Alors... art gratuit ? Jeux formels ? Beaux objets absurdes ? Non, certainement pas. Car si le geste créateur reste pris dans la toile, sensible sur le bois, c'est pour occulter un instant, retarder l'intention, la parole implicites (et ainsi plus précisément signifiées) - et nous dire que l'engagement se fait d'abord par une réflexion constante sur les moyens de l'art, puis par l'objet (imaginaire ou reflet du réel ?) et l'intention (méditative ou violente ?)

D'où l'usage des séries, conçues comme la répétition articulée et active, non d'un même motif (ce serait dire la même « motivation » extérieure) mais du même geste fabricateur, dont la conséquence dernière est d'éclairer la visée essentielle de l'oeuvre ; et mieux que ne le ferait déclaration ou étalage tapageurs de « sujets », de « messages » et de « sentiment » - à travers et dans une combinatoire de signes indépendants.

LA SEMAINE DE RENÉ VIDAL

Au commencement était LA MAIN.  C'est-à-dire : la hache portée contre le bois, la bille de noyer, son arrondissement dans la main - 1. C'est-à-dire : le sabot, la gueule sonore du vent, le refermement du poing - 2. C'est-à-dire : la balle du rugby, la passe intelligent, la mêlée des doigts, des poings et des dos - 3.

Puis L'EMBOITEMENT. C'est-à-dire : l'alliance difficile et la lourde juxtaposition, le contact et la fuite, la soudure et la configuration - 4. C'est-à-dire : jeu circulaire et déhanchement, gonds fous et chevillage douloureux, Sidobre industriel, pignons vivants - 5. C'est-à-dire : la bataille et ses tunnels de lances, l'épaulement de toutes les violences, le coffrage doré et les épissures du temps - 6.

Et Vidal vit que ceci était bon et ordonna à tout ce confus bordel dimensions (trois), sens (tactile) et matières (innombrables). Et il se fit appeler « Sculpteur » - 7.

Sculpture : c'est le domaine que s'est fixé Vidal, c'est la technique que son exploration, parfois violente, interroge. C'est d'abord le bois ou le plastique, rythmés en poings, en os, en oeufs ou en galets, et où la nécessité du calcul technique, du génie mécanique s'affirment et demeurent dans les évidements te les chevillages qui les charpentent; Moteur. Vertèbres. Genoux. Bielles.
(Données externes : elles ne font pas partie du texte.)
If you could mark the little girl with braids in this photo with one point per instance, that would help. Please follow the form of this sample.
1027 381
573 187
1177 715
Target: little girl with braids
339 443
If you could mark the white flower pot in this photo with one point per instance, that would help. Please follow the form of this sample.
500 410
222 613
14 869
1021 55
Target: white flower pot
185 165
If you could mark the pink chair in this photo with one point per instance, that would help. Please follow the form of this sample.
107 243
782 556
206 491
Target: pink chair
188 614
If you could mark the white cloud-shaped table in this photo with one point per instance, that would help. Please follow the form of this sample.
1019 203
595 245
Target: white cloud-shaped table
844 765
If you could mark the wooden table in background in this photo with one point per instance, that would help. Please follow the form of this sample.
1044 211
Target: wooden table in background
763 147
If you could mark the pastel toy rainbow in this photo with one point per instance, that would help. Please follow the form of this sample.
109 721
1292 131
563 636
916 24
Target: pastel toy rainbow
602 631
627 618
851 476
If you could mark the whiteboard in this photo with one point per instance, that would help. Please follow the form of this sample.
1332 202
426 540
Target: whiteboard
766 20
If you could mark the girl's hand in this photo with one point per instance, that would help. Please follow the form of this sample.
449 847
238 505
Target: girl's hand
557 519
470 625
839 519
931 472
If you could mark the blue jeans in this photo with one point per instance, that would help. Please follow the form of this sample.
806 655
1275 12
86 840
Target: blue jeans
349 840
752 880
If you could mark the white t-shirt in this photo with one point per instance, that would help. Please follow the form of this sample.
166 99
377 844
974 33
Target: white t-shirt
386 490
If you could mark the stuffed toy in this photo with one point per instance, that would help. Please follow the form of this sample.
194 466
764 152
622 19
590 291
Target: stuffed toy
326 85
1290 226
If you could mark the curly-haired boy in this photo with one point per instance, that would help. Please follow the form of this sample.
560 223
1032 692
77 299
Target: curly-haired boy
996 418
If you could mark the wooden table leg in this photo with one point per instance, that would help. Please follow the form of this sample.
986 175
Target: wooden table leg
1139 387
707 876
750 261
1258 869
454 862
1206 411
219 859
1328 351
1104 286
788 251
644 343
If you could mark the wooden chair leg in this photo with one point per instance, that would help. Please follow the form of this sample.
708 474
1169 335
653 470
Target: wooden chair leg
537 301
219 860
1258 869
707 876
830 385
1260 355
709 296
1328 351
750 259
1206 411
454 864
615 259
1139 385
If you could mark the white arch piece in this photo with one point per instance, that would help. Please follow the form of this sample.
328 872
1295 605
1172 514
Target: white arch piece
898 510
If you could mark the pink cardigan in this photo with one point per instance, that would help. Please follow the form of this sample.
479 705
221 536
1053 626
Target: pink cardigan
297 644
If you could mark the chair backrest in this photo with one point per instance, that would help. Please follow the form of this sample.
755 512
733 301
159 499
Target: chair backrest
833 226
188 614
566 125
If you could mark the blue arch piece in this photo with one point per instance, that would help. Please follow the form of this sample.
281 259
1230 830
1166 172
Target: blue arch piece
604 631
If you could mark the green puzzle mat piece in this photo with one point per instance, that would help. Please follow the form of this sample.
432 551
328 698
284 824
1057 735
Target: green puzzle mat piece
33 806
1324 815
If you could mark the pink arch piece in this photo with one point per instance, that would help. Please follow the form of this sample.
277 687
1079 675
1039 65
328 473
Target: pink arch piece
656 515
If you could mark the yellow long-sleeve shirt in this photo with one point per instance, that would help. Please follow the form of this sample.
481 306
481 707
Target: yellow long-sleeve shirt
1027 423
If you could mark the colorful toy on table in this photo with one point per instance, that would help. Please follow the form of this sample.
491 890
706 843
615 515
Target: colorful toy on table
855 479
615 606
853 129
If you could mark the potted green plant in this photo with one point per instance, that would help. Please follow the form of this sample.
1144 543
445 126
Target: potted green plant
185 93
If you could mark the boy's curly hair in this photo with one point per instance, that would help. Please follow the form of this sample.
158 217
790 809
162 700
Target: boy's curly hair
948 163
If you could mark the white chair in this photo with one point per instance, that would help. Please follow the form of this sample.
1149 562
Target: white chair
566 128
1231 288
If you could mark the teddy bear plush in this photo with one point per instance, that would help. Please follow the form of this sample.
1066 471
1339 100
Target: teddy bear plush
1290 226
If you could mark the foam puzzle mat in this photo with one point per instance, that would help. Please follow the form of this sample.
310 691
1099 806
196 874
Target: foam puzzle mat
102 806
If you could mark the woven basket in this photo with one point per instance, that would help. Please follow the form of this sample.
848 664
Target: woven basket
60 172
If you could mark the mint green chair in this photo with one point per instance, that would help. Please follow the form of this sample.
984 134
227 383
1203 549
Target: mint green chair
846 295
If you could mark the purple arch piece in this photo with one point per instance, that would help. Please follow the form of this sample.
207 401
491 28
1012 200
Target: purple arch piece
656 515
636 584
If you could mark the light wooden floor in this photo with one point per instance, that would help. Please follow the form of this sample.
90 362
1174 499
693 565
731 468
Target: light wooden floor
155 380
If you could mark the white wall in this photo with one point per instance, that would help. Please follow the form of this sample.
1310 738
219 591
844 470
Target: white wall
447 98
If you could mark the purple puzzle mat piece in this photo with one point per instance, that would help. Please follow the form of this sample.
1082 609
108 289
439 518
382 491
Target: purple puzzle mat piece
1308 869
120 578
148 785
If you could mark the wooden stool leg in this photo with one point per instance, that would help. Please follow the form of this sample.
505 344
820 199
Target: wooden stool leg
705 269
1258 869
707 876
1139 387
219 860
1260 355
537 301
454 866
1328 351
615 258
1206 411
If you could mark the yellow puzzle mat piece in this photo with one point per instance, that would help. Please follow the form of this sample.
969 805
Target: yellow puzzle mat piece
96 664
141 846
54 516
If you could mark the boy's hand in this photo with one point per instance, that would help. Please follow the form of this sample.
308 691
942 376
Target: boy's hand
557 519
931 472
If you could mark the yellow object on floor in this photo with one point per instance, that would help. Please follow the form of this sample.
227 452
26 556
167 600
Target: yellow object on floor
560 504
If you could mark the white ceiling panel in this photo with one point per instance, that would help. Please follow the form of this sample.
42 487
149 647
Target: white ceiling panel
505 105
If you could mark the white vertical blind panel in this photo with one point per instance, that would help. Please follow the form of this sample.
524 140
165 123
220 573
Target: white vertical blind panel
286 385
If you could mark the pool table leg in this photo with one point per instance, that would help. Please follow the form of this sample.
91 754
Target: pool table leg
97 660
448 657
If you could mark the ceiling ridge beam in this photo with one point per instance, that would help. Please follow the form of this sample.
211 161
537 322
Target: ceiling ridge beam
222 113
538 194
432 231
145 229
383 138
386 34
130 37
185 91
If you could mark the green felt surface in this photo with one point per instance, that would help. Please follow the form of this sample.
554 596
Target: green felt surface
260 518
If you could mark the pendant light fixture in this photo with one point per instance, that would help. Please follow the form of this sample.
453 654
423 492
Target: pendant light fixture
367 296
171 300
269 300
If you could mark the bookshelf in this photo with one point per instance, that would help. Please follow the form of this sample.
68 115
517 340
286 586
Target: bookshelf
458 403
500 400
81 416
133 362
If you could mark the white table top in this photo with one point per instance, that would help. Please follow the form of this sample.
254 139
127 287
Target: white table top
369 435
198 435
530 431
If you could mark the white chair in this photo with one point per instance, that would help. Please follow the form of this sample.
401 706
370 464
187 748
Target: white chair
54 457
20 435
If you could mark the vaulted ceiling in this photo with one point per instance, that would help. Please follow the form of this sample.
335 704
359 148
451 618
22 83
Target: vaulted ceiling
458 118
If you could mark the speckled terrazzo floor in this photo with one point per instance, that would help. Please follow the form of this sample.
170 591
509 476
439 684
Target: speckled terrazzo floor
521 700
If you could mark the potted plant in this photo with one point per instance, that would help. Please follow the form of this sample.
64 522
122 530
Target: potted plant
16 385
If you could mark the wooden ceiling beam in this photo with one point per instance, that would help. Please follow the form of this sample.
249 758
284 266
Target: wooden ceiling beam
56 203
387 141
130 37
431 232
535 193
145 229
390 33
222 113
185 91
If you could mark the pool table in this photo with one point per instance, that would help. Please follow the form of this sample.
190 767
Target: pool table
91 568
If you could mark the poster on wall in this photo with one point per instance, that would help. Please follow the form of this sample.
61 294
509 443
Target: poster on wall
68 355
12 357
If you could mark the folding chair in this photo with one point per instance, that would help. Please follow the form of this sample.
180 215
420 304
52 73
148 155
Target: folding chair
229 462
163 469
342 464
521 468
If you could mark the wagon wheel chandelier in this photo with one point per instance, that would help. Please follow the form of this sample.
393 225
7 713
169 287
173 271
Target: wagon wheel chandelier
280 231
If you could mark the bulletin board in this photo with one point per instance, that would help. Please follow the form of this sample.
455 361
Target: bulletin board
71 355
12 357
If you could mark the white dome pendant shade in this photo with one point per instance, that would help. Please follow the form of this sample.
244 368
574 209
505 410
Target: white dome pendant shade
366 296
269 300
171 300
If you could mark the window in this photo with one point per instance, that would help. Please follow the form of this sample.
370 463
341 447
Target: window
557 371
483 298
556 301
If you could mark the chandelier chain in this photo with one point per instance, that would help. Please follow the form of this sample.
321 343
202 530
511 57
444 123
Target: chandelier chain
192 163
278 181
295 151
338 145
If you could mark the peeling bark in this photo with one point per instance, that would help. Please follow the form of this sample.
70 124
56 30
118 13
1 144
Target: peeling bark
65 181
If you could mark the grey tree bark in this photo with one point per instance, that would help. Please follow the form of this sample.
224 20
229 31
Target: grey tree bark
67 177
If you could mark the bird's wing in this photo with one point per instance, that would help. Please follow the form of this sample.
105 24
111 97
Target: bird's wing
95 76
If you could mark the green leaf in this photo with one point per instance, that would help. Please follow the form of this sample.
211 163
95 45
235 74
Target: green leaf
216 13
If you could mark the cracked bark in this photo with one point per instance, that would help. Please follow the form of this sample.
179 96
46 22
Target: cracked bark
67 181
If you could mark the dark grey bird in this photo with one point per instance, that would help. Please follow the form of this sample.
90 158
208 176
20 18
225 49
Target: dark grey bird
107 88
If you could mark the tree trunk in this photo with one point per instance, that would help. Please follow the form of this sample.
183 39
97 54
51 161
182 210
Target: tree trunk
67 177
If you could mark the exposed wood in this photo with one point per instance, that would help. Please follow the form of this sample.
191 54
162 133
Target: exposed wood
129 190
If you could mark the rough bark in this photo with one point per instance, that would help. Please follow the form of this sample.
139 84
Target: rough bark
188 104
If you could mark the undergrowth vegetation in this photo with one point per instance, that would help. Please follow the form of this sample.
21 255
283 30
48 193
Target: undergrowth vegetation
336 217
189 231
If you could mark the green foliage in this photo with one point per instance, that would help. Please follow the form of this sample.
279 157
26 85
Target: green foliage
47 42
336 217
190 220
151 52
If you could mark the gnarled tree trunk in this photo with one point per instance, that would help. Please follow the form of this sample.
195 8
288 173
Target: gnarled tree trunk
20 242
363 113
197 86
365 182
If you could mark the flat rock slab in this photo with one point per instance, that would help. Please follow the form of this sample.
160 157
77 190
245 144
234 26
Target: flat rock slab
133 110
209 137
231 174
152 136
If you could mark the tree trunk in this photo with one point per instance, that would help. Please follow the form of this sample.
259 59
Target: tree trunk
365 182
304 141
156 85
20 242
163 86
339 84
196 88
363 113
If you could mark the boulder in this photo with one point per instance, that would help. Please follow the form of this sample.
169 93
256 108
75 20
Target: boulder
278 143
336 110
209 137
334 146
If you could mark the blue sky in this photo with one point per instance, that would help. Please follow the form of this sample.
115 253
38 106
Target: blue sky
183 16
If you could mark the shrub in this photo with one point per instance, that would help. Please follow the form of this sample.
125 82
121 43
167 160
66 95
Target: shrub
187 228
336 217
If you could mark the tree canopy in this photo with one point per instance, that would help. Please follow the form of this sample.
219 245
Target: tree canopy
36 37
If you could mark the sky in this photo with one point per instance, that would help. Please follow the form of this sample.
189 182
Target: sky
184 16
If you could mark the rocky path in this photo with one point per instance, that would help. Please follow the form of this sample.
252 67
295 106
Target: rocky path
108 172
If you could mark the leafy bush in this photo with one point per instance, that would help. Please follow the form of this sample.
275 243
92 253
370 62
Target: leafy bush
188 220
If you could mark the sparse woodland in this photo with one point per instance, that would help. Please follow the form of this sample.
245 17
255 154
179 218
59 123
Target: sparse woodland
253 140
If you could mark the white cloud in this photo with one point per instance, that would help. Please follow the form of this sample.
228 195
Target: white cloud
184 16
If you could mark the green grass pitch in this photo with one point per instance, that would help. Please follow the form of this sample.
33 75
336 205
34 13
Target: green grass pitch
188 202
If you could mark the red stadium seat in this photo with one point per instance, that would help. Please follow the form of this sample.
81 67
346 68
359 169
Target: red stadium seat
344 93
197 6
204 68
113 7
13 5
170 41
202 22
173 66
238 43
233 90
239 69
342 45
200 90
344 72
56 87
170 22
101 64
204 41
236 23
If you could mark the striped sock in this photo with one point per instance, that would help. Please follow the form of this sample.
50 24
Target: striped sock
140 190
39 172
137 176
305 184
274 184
Sculptures encore, les Batailles, d'après Ucello. Bien plus que bas-reliefs. A cause de la même nécessité de construction : composition éclatée en dizaines de pièces, assurée de serrures, de barres, de chevilles, maintenue par ses rythmes chromatiques.

Sculptures toujours, les Filhas Polidas. Vénus d'aujourd'hui, disant dans le déploiement cruel de leurs peaux la même toute-puissance érotique. Écorché des Aphrodites mortes. Divinités réelles (et donc statufiables !) ou (à peine) imaginaires de peuples barbares (que n'avouons pas être). Réquisition de tout l'or, de tous les sangs possibles et de toutes vos nuits.

Et il y eut trois semaines de Jorns. Où le projet graphique, jour à jour, défait suffisamment le plan, le coud, l'épaissit (le sculpte) pur que les pierres (qui ne sont pas toutes blanches) apparaissent comme celles d'un travail à poursuivre, aux limites des objets vivants et de la sculpture.